Doping e lendas urbanas
DOI:
https://doi.org/10.33233/rbfe.v15i1.38Resumo
"A medicina consiste em introduzir drogas que não conhecemos em corpos que conhecemos ainda menos", dizia o filósofo francês Voltaire, no século XVIII. Será que Voltaire é ultrapassado, considerando a quantidade de informações que temos sobre o corpo e os medicamentos? Não tanto, se analisamos alguns acontecimentos no mundo do doping.
Por exemplo, a discussão sobre o meldonium. Eis um medicamento bem conhecido dos esportistas dos países do leste europeu (Rússia, Lituânia, Ucrânia e países escandinavos, principalmente), que o mundo inteiro descobriu por causa da famosa tenista Maria Sharapova, que usou esse produto durante 10 anos e foi controlada positiva em março 2016, dois meses depois da inscrição do meldonium na lista dos produtos proibidos da World Anti-Doping Agency (WADA). Em seguida pelo menos 150 atletas foram controlados positivos e correm o risco de ser excluídos das federações esportistas.
Porém, ninguém sabe com certeza em que o meldonium, que foi lançado como medicamento para as doenças cardíacas e a melhoria da tolerância ao esforço de pacientes portadores de coronaropatia, poderia ter um efeito dopante. Alguns pretendem que ele melhora a recuperação após o treinamento, outros dizem que tudo isso é uma "lenda urbana". Por falta de estudos e de interesse da indústria farmacêutica, o meldonium não é autorizado nem comercializado na maioria dos países. Não sabemos exatamente quais efeitos ele tem, nem quanto tempo ele fica dentro do corpo: recentes estudos tendem a comprovar que traços de meldonium podem persistir vários meses após a administração, o que poderia absolver Maria Sharapova e outros atletas, na condição que as quantidades detectadas sejam ínfimas.
Essas incertezas no mundo do esporte de alto nível se encontram também no mundo dos simples mortais.

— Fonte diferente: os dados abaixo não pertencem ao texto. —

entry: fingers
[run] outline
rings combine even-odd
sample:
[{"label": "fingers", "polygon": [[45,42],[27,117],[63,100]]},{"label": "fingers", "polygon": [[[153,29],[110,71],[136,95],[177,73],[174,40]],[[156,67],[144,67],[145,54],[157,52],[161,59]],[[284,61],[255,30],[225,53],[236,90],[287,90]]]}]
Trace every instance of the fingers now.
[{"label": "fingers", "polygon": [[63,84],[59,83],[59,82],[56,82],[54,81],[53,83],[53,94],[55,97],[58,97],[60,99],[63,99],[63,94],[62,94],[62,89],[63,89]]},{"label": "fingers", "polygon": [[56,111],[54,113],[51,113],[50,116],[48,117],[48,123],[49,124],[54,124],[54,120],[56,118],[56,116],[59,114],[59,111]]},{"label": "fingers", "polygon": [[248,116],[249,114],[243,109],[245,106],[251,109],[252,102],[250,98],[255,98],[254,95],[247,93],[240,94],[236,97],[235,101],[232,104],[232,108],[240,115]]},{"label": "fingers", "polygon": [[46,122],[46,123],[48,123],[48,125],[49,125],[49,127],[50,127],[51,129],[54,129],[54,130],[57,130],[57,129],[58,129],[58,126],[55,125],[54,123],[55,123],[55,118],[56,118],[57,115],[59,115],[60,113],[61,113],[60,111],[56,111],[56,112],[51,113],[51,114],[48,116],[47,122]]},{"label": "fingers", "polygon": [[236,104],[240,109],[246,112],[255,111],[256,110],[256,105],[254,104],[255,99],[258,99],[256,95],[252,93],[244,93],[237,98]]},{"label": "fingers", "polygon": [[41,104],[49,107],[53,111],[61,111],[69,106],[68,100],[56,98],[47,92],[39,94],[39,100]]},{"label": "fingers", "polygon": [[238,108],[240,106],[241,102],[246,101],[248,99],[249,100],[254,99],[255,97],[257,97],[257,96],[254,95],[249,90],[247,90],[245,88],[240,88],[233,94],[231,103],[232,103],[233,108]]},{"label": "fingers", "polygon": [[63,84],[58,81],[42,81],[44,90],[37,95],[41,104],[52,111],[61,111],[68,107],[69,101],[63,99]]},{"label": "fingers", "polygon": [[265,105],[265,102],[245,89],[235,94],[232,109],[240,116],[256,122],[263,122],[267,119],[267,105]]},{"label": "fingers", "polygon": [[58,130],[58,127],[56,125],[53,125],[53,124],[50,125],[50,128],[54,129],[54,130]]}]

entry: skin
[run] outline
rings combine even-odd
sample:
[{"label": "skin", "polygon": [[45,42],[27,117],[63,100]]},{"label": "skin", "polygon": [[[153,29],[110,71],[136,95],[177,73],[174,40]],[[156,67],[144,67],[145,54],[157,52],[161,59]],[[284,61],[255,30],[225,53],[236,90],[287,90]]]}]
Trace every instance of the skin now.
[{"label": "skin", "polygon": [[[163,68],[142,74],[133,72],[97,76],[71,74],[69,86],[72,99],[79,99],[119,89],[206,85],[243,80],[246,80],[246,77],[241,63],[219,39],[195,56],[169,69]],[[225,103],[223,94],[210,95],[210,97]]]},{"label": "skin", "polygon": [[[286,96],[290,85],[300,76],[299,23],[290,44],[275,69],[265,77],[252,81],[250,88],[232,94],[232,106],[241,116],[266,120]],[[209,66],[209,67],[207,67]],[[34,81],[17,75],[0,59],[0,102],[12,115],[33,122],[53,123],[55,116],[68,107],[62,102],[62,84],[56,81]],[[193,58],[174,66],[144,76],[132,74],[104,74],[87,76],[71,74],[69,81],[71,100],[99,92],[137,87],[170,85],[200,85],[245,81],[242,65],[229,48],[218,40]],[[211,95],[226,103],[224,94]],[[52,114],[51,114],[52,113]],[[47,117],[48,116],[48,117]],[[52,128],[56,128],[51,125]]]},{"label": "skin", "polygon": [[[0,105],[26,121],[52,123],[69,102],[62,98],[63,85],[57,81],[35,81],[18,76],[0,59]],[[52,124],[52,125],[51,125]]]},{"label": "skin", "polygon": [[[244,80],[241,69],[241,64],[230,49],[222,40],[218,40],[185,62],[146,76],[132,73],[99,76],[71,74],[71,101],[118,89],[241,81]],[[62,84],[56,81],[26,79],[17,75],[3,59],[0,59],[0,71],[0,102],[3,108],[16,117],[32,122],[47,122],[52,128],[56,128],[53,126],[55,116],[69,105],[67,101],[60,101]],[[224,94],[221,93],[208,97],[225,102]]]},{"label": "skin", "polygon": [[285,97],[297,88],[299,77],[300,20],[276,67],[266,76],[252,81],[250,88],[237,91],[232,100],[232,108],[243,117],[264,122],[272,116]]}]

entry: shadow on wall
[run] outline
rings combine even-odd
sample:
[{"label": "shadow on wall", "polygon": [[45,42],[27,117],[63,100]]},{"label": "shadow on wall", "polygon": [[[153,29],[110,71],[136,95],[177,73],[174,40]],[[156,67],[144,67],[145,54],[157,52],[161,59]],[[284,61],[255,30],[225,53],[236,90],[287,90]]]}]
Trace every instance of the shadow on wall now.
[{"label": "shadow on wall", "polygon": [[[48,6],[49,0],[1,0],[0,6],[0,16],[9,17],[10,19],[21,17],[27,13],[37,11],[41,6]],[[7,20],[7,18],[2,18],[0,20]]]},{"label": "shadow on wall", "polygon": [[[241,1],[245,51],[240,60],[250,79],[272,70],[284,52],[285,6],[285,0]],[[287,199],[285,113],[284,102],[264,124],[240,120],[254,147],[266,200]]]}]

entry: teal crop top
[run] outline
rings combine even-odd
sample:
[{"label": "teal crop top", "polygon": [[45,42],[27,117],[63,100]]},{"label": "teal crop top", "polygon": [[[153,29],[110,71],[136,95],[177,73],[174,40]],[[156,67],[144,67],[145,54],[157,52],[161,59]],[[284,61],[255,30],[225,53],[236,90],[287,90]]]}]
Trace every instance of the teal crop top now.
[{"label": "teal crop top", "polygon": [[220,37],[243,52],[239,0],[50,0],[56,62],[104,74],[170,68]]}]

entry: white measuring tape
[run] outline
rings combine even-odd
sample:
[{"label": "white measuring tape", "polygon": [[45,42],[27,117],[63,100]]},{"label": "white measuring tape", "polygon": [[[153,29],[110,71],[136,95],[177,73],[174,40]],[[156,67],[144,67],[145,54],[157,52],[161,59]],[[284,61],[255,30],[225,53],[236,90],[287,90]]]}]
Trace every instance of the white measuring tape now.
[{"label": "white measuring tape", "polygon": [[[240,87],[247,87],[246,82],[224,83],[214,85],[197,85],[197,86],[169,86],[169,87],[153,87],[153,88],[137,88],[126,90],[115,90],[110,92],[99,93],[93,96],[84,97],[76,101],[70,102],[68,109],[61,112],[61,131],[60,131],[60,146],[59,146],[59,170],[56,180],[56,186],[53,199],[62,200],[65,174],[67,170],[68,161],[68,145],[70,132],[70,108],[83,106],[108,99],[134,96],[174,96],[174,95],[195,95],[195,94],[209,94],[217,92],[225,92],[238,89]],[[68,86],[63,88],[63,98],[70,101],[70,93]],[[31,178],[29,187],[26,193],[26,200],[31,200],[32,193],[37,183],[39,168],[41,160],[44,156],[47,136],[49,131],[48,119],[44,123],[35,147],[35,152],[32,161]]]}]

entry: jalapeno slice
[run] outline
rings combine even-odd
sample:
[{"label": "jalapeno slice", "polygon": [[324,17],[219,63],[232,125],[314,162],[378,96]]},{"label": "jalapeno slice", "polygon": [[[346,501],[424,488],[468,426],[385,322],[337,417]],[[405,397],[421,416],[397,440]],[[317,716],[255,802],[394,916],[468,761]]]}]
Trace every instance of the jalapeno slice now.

Na revisão que publicamos nesta edição, Aspectos sobre o consumo de recursos ergogênicos em academias brasileiras, Gustavo Allegretti João e colaboradores da Universidade São Judas Tadeu (USJT) de São Paulo, mostram que aproximadamente a metade dos praticantes de fitness no Brasil (sobre um total de 5000 pessoas nos estudos analisados) usam recursos ergogênicos, principalmente na forma de suplementos alimentares, e também de androgênicos, sem conhecimento dos efeitos adversos possíveis, e sem a prescrição de um profissional habilitado. As crenças sobre o aumento da massa muscular e a musculação com finalidade estética fazem que a brincadeira de Voltaire sobre os médicos de seu tempo está ainda completamente atual.